La televisión y los medios como forma de ocio
Desde su masificación en la segunda mitad del siglo XX, la televisión se convirtió en la actividad de ocio más extendida en buena parte del mundo, y ha sido objeto de estudio tanto por su capacidad de entretenimiento como por sus efectos sociales: cohesión familiar en torno a la pantalla, pero también preocupación por el sedentarismo, la disminución de la interacción social directa y la exposición a contenidos no siempre acordes a cada edad. Con la llegada de internet y las plataformas de streaming, gran parte de este debate se ha trasladado a los dispositivos móviles y al consumo de video a demanda, sin que se hayan resuelto las mismas preguntas de fondo sobre calidad del ocio frente a cantidad de horas de pantalla.
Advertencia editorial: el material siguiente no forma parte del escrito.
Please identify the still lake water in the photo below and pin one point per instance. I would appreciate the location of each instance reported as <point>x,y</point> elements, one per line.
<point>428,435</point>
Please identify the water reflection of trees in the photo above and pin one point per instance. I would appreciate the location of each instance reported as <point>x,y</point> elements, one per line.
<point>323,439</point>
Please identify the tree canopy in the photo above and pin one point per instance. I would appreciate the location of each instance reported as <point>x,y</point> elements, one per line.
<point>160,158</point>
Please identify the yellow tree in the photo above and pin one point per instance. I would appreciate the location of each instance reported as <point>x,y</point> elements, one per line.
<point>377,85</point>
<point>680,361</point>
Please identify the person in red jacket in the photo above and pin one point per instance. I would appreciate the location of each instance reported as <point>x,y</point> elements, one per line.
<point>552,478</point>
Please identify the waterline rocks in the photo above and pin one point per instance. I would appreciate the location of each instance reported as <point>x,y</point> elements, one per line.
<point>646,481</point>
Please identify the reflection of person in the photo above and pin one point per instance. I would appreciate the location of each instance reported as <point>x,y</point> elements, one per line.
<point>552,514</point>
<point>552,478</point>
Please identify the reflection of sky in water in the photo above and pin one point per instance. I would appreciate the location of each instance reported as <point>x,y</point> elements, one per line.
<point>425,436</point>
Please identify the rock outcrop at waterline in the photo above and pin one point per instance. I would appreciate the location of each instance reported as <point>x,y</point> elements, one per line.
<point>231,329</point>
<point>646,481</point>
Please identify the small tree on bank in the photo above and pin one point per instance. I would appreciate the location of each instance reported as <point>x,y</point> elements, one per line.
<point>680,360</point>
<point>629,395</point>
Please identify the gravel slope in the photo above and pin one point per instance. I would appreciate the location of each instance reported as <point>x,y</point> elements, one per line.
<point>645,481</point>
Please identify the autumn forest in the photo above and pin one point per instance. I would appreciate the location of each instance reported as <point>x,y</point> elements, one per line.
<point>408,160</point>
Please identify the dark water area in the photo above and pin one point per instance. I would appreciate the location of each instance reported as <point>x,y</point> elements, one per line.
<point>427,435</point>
Ocio, desigualdad y tiempo disponible
La cantidad y calidad del ocio disponible no se distribuyen de forma homogénea: varían según la clase social, el género y la etapa vital de cada persona. Los estudios de uso del tiempo —una herramienta metodológica habitual en sociología y economía— muestran de forma consistente que el trabajo doméstico y de cuidados recae de manera desigual sobre las mujeres en la mayoría de las sociedades, lo que se traduce en menos horas de ocio disponibles pese a jornadas totales de trabajo (remunerado y no remunerado) equivalentes o mayores.